Welcome to holiday season, where backsliding into all of your gluttonous desires is not only expected, but sometimes encouraged.

Who hasn’t heard from a cousin, “Oh, you look so good! You can eat that giant piece of cake. I can’t.” Or heard your uncle say, “Here, eat some of these yams drenched in butter and brown sugar. You’ve lost too much weight.”

I’ve fallen victim to holiday peer pressure just like everyone else. I’m visiting my family in Atlanta for Thanksgiving where this year’s head count is topping 30 people (a lot, but not unexpected for this brood). Majority of these people can cook, including yours truly, who is in charge of a coconut cake, pumpkin marble cheesecake, banana pudding and a roasted chicken.
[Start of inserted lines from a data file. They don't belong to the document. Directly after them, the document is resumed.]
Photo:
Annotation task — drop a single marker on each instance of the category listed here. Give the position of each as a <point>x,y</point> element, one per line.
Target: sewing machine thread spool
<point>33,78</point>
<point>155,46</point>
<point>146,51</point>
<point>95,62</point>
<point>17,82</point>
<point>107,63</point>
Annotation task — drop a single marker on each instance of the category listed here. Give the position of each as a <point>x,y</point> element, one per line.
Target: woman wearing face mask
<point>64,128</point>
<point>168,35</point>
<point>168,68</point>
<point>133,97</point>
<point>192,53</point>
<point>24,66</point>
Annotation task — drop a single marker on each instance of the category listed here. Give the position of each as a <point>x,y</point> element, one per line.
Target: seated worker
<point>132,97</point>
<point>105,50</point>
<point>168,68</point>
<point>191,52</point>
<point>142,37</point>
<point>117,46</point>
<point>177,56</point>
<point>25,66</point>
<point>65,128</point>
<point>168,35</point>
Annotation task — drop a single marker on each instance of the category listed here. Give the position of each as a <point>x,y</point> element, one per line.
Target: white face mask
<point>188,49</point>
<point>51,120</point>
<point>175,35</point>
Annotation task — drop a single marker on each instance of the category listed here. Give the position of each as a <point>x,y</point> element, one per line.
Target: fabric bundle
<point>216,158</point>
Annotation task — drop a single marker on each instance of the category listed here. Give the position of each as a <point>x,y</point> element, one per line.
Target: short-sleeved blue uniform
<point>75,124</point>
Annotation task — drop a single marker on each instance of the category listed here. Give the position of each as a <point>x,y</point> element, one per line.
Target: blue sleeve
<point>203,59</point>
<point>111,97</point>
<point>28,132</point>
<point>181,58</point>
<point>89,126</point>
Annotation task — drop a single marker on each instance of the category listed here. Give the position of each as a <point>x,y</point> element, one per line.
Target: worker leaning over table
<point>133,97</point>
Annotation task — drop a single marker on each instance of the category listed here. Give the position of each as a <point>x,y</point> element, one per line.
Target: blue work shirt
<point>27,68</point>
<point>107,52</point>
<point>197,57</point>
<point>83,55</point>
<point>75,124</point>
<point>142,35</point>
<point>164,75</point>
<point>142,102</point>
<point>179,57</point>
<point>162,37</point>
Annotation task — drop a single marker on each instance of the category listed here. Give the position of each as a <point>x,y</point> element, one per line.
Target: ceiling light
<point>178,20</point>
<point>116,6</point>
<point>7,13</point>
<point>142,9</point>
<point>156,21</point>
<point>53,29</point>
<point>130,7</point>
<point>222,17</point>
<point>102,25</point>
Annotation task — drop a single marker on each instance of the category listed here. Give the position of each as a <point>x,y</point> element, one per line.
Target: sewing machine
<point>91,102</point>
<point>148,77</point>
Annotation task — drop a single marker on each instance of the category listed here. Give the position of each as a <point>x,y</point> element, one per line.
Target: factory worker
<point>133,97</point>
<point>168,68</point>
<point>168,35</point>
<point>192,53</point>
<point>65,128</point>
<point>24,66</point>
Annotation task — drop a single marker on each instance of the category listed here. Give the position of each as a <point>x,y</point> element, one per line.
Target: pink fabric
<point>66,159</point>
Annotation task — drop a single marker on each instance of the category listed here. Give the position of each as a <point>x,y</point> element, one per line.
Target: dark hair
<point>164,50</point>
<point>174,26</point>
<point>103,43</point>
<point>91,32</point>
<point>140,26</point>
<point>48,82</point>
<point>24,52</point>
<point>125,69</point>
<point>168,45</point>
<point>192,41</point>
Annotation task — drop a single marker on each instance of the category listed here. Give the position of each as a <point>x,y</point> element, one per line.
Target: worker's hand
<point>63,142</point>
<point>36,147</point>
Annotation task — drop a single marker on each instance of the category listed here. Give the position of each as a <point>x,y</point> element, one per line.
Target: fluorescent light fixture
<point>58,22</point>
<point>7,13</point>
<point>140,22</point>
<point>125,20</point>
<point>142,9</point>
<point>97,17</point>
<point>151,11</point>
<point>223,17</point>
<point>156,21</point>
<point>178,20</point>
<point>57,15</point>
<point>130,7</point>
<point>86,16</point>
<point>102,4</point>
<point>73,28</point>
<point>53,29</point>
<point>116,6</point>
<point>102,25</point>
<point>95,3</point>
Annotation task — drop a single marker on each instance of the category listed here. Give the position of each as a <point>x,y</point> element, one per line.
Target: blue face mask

I understand this isn’t part of my usual low-fat, low-cal regimen, but it’s the holidays, dammit.

During the summer, it was all smoothies and salads. The food was cool and refreshing. This time of year, the food is warm and comforting. That word “comforting” brings to mind big fluffy blankets and hot chocolate. But getting too comfortable can be dangerous. Just ask your thighs.

It’s not like I eat like this all year, so I allow myself a few little indulgences. A little slice of pumpkin marble cheesecake here, some of Gram’s peach pie made especially for me there.

The key to balancing all of this is not forgetting what you’ve learned so far. I will eat my turkey and fixin’s (it’s the South), but I’ll also go for a walk afterward. I’ll do as my grandmother does and have a little taste of all the pastries, but I remembered to pack my gym clothes, as well.

If you’ve got the chance, offer a low-fat contribution to the meal. Those greens can be made with smoked turkey and taste just as good. Sweet potatoes are by definition sweet on their own. They don’t need a a pound of brown sugar and butter. Roast some Brussels sprouts or sauté some string beans. And, for God’s sake, don’t drown your food in gravy!

Remember that weight loss takes discipline and hard work. Vacation and the holidays are what we need to give ourselves respite from all of that. Incorporating your new life into your holiday life is the best way to keep it balanced without resorting to your fat-girl pants at the dinner table.

How are you balancing your turkey day?